Par la sancable ! oui, votre beau-frère, puisque j’épouse votre belle-sœur.

LE COMTE.

Vous pouvez épouser Fanchon tant qu’il vous plaira ; mais vous ne serez point mon beau-frère : je vous avertis que je ne signe point au contrat de mariage.

M. DU CAP-VERT.

Parbleu ! que vous signiez ou que vous ne signiez pas, qu’est-ce que cela me fait ? ce n’est pas vous que j’épouse, et je n’ai que faire de votre signature.

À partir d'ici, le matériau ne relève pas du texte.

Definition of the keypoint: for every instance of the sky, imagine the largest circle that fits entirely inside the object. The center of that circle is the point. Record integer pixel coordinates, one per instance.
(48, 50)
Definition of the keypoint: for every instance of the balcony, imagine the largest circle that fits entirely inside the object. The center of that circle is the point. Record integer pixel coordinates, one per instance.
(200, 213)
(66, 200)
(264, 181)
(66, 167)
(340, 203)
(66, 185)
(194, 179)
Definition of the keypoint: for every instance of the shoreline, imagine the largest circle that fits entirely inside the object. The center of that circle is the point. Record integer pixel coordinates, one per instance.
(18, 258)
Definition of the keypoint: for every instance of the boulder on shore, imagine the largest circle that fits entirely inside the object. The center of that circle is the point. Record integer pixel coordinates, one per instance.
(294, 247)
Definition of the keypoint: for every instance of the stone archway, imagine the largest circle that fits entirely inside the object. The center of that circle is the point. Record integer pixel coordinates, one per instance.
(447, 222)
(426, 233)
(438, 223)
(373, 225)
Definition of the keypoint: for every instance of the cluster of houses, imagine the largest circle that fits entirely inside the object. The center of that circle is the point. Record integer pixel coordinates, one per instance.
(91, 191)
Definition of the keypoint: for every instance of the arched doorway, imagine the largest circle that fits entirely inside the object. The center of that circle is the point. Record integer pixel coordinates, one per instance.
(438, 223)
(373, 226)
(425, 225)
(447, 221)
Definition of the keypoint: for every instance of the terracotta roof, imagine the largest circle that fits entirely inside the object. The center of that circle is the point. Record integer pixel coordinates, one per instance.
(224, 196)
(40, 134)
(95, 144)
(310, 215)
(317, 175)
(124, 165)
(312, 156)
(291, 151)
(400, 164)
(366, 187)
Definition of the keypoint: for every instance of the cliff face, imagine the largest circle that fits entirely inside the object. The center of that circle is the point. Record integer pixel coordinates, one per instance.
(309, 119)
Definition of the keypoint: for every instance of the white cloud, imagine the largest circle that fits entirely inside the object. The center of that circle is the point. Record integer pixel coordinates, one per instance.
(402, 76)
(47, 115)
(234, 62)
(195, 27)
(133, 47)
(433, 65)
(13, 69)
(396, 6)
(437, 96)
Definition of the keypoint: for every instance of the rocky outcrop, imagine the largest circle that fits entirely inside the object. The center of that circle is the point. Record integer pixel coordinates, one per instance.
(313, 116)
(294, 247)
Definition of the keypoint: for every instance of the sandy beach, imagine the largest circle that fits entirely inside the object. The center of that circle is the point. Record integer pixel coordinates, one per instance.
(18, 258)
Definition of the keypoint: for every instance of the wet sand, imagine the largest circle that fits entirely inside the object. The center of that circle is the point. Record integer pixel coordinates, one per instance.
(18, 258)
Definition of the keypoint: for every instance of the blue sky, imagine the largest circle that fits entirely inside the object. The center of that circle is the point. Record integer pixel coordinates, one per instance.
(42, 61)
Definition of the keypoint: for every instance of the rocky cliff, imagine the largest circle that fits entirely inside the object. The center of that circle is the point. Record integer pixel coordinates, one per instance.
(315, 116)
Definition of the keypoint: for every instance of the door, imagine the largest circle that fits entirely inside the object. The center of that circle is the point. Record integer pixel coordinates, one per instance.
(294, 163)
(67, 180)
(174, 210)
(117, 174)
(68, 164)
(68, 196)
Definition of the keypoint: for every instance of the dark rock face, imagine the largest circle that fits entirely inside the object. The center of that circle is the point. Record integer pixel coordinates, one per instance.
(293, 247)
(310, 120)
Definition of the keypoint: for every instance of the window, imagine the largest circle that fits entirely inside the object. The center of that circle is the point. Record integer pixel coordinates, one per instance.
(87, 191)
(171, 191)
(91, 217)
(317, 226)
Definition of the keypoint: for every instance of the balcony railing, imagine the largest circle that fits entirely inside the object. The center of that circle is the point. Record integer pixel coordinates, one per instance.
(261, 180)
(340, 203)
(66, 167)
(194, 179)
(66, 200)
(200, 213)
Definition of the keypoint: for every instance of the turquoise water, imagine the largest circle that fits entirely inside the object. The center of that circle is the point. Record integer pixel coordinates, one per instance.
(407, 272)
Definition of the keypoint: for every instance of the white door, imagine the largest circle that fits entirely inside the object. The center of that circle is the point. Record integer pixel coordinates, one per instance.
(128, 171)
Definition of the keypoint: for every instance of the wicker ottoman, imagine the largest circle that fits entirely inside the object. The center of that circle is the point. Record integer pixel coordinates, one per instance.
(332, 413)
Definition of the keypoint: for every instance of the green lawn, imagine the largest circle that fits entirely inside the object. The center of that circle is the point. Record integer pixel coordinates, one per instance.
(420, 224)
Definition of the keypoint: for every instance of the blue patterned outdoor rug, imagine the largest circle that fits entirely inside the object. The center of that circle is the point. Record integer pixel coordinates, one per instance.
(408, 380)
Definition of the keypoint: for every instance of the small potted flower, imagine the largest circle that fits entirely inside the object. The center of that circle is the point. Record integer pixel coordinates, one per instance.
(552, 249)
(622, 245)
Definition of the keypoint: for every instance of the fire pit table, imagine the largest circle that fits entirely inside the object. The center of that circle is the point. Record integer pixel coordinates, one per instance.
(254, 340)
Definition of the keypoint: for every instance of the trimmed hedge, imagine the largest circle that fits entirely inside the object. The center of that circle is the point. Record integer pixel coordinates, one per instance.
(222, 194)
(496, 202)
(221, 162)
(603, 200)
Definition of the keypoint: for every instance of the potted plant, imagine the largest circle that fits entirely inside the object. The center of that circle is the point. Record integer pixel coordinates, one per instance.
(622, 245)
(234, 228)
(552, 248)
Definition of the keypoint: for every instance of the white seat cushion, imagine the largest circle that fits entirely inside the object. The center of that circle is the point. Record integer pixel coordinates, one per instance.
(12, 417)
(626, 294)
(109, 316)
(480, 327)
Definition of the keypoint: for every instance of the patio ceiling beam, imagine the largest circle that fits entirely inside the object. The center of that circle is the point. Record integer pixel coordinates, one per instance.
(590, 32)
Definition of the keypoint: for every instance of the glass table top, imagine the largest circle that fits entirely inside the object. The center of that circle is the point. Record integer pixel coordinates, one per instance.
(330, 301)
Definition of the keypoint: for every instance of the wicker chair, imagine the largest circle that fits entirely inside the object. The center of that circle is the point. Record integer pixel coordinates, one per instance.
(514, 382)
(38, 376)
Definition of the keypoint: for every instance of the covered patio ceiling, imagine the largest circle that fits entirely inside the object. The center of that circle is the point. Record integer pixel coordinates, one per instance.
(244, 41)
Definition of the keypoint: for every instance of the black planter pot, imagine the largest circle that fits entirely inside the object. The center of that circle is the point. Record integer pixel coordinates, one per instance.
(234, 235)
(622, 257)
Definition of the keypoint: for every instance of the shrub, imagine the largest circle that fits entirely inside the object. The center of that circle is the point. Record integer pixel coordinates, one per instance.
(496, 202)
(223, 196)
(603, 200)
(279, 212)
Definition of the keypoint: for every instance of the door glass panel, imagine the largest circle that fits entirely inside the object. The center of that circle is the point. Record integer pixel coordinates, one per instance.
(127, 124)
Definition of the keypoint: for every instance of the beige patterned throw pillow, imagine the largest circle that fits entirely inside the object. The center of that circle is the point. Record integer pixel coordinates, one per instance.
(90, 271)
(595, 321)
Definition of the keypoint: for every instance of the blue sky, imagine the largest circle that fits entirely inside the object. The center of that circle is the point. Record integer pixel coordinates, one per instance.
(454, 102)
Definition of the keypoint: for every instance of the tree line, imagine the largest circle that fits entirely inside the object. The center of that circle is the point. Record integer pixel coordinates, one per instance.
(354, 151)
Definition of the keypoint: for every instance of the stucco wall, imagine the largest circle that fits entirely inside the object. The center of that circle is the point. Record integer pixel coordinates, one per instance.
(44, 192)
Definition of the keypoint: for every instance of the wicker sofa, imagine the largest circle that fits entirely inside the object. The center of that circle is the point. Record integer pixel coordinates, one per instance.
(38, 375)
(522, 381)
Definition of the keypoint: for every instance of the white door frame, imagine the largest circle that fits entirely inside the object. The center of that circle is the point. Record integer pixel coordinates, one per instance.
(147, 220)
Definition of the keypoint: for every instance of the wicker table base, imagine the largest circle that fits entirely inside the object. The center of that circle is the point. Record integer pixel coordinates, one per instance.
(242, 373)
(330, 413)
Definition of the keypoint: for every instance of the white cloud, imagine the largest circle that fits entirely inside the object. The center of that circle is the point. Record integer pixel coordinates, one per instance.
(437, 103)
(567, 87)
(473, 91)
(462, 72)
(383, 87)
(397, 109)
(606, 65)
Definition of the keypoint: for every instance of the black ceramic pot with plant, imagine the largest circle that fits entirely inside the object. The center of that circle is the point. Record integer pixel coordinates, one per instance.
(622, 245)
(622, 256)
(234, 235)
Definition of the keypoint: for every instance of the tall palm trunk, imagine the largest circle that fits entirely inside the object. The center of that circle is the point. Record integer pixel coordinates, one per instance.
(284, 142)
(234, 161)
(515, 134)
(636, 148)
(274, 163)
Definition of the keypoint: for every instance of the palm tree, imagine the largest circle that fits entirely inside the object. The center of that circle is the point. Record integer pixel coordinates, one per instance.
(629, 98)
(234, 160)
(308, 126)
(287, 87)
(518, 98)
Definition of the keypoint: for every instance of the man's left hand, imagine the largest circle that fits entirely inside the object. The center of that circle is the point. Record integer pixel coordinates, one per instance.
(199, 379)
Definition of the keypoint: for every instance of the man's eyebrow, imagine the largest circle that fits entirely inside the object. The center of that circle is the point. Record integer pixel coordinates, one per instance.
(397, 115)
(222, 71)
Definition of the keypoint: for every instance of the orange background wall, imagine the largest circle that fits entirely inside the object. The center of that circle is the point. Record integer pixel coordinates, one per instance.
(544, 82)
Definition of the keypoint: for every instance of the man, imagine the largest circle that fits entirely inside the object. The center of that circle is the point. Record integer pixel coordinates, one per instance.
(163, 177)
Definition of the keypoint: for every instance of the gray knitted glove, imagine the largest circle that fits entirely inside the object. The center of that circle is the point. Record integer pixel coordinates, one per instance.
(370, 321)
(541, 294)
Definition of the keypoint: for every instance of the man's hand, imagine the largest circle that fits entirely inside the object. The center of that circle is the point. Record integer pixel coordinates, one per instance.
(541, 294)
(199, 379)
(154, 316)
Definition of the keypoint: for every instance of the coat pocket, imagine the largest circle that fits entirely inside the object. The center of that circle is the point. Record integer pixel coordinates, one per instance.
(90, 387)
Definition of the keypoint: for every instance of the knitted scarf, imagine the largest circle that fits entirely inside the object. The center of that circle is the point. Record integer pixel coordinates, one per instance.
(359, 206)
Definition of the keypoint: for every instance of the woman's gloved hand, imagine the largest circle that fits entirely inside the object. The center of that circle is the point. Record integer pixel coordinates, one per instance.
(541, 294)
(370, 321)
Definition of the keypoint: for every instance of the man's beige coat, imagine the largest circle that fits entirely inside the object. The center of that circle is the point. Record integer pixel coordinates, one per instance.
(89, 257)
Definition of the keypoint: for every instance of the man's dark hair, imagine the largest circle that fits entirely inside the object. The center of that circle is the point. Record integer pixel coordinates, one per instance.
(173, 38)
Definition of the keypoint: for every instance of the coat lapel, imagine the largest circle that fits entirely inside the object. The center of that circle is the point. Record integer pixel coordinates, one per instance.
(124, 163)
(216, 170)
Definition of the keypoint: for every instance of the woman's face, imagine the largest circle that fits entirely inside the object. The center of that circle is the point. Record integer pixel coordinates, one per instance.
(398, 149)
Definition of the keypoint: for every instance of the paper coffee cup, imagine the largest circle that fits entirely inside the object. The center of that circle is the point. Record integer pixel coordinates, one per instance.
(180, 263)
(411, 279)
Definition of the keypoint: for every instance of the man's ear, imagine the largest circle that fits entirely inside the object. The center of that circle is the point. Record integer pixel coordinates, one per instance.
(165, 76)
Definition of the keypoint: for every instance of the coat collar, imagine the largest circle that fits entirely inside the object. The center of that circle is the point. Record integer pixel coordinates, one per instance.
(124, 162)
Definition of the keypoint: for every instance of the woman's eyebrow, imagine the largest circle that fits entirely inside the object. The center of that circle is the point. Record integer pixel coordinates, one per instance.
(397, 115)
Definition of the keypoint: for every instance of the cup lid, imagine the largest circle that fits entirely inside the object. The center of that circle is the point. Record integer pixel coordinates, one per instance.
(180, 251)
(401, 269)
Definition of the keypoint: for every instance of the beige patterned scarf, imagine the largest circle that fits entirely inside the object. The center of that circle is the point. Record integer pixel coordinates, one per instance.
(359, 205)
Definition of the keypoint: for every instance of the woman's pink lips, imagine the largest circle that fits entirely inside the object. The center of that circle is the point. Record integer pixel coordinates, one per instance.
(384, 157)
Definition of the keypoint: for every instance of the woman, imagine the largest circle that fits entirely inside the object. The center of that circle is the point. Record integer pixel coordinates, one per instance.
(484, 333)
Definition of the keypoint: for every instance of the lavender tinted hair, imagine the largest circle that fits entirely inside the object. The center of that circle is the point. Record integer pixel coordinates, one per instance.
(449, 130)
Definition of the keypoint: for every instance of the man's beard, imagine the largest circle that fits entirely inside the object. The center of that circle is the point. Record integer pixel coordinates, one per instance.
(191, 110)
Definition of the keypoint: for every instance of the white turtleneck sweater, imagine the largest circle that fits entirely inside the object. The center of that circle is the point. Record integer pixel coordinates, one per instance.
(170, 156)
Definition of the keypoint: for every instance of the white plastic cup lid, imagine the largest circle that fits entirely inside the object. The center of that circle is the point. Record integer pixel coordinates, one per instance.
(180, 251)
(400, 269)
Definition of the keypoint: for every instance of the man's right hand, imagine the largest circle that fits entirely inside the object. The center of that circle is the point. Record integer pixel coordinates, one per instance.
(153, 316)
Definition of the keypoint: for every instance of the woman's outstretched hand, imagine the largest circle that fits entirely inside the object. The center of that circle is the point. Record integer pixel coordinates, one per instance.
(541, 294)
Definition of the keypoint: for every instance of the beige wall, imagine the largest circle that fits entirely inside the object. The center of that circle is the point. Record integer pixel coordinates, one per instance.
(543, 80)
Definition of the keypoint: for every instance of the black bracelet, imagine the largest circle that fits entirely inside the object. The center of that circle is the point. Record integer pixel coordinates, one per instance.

Mais est-ce que le président tardera encore longtemps à venir ? cet homme-là est bien mauvais voilier.

LE COMTE.

Je vous conseille, monsieur du Cap-Vert, de l’aller attendre ailleurs.

M. DU CAP-VERT.

Comment ! est-ce que ce n’est pas ici sa maison ?

LE COMTE.

Oui, mais c’est ici mon appartement.

M. DU CAP-VERT.

Eh bien ! je le verrai ici.

LE COMTE.

(À part.) Le traître !… (À M. du Cap-Vert.) J’attends du monde à qui j’ai donné rendez-vous.

M. DU CAP-VERT.

Je ne vous empêche pas de l’attendre.

LE COMTE.

(À part.) Le bourreau !… (À M. du Cap-Vert.) C’est une dame de qualité.

M. DU CAP-VERT.

De qualité ou non, que m’importe ?

LE COMTE, à part.

Je voudrais que ce monstre marin-là fût à cinq cents brasses avant dans la mer.